Mas em que consiste a dignidade?

Como a maioria dos autores há de concordar, não é simples reduzir em palavras o significado da dignidade da pessoa humana. Como tantos outros conceitos, parece ser mais fácil identificar o que atenta contra a dignidade do que identificá-la em si mesma.

Opto aqui, todavia, fugindo da tentação de usar desse expediente, ou seja, de definir de forma inversa, por registrar definição que, em meu entender, exprime de forma completa a ideia de dignidade da pessoa humana. É a apresentada por Ingo Wolfgang Sarlet, para quem dignidade é:

a qualidade intrínseca e distintiva de cada ser humano que o faz merecedor do mesmo respeito e consideração por parte do Estado e da comunidade, implicando, neste sentido, um complexo de direitos e deveres fundamentais que assegurem a pessoa tanto contra todo e qualquer ato de cunho degradante e desumano, como venham a lhe garantir as condições existenciais mínimas para uma vida saudável, além de propiciar e promover sua participação ativa e corresponsável nos destinos da própria existência e da vida em comunhão com os demais seres humanos8.

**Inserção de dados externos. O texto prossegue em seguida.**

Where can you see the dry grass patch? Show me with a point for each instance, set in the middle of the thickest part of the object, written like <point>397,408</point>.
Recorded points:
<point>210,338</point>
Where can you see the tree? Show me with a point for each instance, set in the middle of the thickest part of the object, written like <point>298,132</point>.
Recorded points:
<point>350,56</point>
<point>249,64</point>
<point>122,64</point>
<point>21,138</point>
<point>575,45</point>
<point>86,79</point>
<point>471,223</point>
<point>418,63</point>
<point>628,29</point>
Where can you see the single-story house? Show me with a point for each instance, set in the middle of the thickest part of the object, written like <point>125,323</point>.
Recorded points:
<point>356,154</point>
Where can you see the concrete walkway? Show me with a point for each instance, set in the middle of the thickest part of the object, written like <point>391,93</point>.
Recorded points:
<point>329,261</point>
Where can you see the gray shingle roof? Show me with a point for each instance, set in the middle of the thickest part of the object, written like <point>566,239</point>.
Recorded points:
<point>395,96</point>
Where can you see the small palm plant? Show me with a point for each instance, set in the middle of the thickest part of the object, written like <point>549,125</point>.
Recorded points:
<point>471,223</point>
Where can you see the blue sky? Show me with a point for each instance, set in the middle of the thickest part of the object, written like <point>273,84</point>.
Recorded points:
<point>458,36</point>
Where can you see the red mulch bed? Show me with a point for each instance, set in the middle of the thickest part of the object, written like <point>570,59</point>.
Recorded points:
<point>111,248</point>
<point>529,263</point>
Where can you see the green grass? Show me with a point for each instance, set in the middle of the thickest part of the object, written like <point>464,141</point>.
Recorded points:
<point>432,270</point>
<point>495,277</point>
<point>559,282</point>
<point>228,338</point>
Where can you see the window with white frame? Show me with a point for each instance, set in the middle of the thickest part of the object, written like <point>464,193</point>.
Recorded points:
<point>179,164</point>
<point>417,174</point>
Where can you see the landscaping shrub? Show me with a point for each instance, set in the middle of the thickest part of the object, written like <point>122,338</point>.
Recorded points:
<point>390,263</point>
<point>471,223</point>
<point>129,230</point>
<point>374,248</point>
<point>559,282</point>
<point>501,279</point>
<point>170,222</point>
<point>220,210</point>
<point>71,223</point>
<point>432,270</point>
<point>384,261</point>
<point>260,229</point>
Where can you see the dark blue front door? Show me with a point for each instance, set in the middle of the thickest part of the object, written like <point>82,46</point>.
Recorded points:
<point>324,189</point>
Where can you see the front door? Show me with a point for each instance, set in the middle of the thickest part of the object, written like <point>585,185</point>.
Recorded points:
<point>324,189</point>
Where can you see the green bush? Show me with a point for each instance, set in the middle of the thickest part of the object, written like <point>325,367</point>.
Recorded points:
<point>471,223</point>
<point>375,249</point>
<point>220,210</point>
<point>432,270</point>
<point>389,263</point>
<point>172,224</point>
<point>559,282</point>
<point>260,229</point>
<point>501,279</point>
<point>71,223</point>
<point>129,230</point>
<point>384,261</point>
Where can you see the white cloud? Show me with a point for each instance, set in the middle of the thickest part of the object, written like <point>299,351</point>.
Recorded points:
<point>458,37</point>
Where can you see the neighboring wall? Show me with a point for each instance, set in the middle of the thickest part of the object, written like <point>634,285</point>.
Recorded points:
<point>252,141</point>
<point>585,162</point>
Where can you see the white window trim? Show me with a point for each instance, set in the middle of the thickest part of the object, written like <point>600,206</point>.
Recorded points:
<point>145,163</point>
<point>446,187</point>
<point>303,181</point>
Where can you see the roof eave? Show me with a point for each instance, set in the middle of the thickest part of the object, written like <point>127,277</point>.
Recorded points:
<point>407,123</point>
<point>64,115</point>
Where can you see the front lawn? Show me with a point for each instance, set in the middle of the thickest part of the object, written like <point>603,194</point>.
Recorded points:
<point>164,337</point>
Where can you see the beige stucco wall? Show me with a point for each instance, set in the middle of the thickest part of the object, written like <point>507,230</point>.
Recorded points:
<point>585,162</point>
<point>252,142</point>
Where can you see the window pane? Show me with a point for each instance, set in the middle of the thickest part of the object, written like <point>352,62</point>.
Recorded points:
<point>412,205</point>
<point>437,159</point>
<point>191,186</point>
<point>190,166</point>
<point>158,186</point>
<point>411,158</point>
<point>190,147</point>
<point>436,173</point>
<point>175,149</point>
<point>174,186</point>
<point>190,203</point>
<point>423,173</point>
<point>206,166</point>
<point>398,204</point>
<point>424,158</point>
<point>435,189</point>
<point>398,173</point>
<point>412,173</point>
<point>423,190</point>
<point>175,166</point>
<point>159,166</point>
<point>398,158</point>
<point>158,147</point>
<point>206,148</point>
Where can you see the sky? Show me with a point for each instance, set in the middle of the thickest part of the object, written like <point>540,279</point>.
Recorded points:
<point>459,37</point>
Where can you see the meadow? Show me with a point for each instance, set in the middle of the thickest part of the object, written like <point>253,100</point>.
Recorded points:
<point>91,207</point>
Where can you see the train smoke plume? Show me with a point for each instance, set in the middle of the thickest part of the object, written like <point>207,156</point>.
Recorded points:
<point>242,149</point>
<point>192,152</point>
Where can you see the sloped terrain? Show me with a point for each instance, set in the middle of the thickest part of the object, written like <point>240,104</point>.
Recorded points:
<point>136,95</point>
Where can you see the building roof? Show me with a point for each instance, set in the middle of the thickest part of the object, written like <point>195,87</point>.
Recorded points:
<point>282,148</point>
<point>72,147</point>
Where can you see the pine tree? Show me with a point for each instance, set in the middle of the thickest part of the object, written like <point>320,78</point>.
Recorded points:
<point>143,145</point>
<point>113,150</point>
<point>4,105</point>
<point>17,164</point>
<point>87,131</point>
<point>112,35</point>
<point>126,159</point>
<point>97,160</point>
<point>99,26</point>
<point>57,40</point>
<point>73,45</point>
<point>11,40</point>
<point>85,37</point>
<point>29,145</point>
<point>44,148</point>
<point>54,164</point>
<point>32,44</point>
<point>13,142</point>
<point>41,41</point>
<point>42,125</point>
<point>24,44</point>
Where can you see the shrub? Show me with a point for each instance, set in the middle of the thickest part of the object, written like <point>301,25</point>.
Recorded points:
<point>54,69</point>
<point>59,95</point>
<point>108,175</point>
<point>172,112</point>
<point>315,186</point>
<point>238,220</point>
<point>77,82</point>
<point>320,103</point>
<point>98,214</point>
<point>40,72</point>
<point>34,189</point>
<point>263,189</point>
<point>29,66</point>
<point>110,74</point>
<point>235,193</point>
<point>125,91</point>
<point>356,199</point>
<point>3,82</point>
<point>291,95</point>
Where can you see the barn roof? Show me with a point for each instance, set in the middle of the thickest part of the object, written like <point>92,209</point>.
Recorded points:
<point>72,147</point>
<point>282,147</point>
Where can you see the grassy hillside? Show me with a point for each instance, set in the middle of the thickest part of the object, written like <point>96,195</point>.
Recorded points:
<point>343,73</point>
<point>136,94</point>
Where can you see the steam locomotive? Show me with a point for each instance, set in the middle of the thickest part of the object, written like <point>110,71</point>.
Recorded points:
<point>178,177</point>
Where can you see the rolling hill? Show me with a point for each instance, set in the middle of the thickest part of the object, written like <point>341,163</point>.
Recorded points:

Essa definição traz os elementos indispensáveis para que se possa considerar o que é a dignidade. Devo voltar, todavia, para uma dúvida anterior, ainda não totalmente satisfeita: por que deve ser ela considerada, usando novamente as palavras de Comparato, a razão justificadora9 dos Direitos Humanos? Deve ser assim considerada, como se depreende do uso que fiz das lições de Comparato, porque ela é o traço distintivo entre o homem e os demais seres vivos.

E aí...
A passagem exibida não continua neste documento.